The problem is that, whether it’s liberal democratic governments monitoring communications for child sexual abuse material or authoritarian governments monitoring for what they deem politically sensitive content, both require decrypting communications (either on the device or on the server) to analyse for ‘harmful’ or ‘illegal’ content, resulting in a third party (and unintended recipient) accessing the encrypted content.
Unfortunately, as we’ve seen with other restrictions in freedom of expression online by liberal democracies, authoritarian countries will use Western examples when enacting their own policies to police content online. Western countries will be hard pressed to criticise those that censor political content if they themselves don’t support an environment in which strong encryption is the norm.
Fundamentally, any access by law enforcement to communications is an intrusion of privacy.

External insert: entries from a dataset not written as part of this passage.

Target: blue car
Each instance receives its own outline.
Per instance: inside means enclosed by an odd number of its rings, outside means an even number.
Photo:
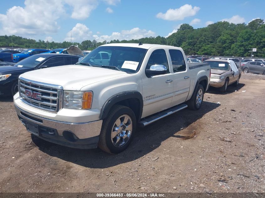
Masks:
[[[68,54],[68,53],[66,51],[63,51],[63,50],[65,49],[63,48],[60,48],[59,49],[52,49],[50,52],[44,52],[42,53],[65,53],[66,54]]]
[[[16,53],[13,55],[13,62],[17,63],[19,61],[24,58],[28,58],[32,55],[37,54],[41,53],[50,52],[50,50],[47,49],[27,49],[23,51],[21,53]]]

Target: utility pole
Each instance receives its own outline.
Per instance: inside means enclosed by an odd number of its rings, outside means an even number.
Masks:
[[[12,44],[12,49],[13,49],[13,39],[12,39],[12,37],[13,37],[13,36],[11,36],[11,43]]]

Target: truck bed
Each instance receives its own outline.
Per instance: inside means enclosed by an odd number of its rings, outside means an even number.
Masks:
[[[190,69],[204,67],[209,64],[206,63],[189,63],[188,67]]]

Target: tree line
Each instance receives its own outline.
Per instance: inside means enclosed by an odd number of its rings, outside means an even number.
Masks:
[[[82,50],[92,50],[108,43],[136,43],[168,45],[182,48],[185,53],[214,56],[250,57],[253,48],[255,57],[265,57],[265,24],[263,20],[257,19],[248,24],[236,24],[227,22],[219,22],[207,27],[194,29],[188,24],[180,26],[177,32],[167,38],[150,37],[130,40],[114,40],[97,42],[87,40],[81,43],[64,41],[45,42],[36,41],[15,35],[0,36],[0,46],[19,46],[25,48],[56,49],[66,48],[71,45],[78,45]]]

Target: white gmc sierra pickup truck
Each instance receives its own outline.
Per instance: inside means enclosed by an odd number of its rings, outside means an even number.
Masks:
[[[199,109],[210,74],[207,63],[188,64],[180,48],[107,44],[75,65],[21,74],[14,101],[22,123],[39,138],[117,153],[136,126]]]

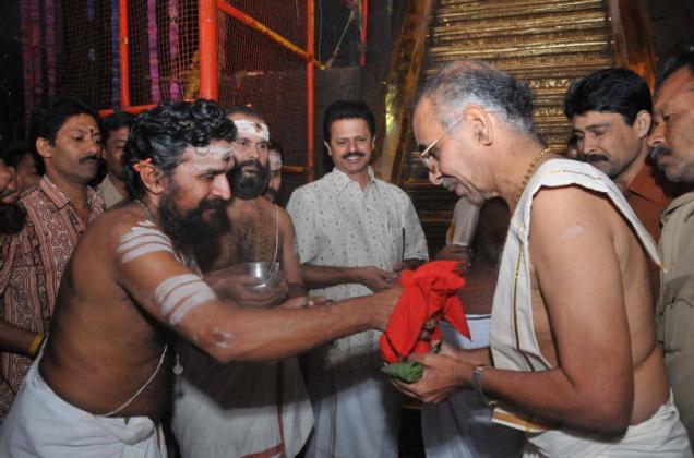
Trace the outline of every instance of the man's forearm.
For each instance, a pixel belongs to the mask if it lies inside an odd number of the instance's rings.
[[[328,267],[303,264],[303,282],[307,289],[327,288],[335,285],[356,284],[357,267]]]
[[[10,353],[29,354],[29,347],[36,339],[37,333],[22,329],[11,323],[0,320],[0,350]]]
[[[471,384],[472,369],[466,364],[462,370],[466,384]],[[615,389],[606,384],[603,389],[582,391],[561,369],[542,372],[489,369],[481,379],[488,397],[550,422],[606,433],[620,432],[629,425],[633,390],[629,386]]]
[[[220,362],[283,359],[382,326],[391,308],[379,306],[374,301],[383,298],[372,294],[311,309],[248,309],[227,304],[204,326],[207,332],[198,328],[187,334],[195,335],[196,345]],[[219,336],[226,336],[228,345],[220,345]]]

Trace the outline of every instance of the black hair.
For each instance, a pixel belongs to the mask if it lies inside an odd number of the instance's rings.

Any liberal democratic government with that power needs to have and maintain the trust of its citizens. Even if the current government is trusted, future governments may not be. And given that there are cases in Australia alone of authorities using capabilities, powers and data in unexpected ways, there is cause for concern.
Technology companies also have a role to play. They have responsibilities to protect vulnerable users of their platforms, prevent their platforms from being used to facilitate crimes and harmful activities, and help law enforcement (with lawful requests). Together with governments, they should seek solutions that do not demonise or affect the integrity of end-to-end encryption.
Law enforcement doesn’t necessarily need unencrypted content to prosecute a crime. Metadata, which provides information about the communication, can be used to generate leads. But content makes gathering evidence to even obtain a warrant significantly easier.
As Tom Uren writes in his recent ASPI report, The future of assistance to law enforcement in an end-to-end encrypted world, there are options available to protect children using social media from harm. Platforms can use metadata and behavioural analysis to sound the alert when, for example, an adult is contacting multiple children that they haven’t had prior contact with. They can educate and encourage children and parents to report suspicious content, which could provide unencrypted content for the platforms to analyse. Perhaps messages to and from children might not use end-to-end encryption by default.
Law enforcement agencies seeking access to evidence for a crime still have a wide array of tools in their belts. Police can access metadata from social media companies about users’ accounts or from service providers in Australia (such as ISPs) that are required to store certain metadata for two years. Australian law enforcement can take over social media accounts or apply for computer access warrants to obtain evidence from devices on which data is usually unencrypted. These investigative techniques are more challenging and can’t necessarily be done at scale.
End-to-end encryption, especially in combination with anonymising software and the growing complexity of modern internet networks, which includes a move towards a decentralised Web 3.0, does make the job of online policing more difficult.
We need to find a middle ground. There is a nuanced debate to be had about how users of online services can be protected both by law enforcement and by platforms, while at the same time governments ensure that the right to privacy, enforced with strong encryption, is not dismissed easily.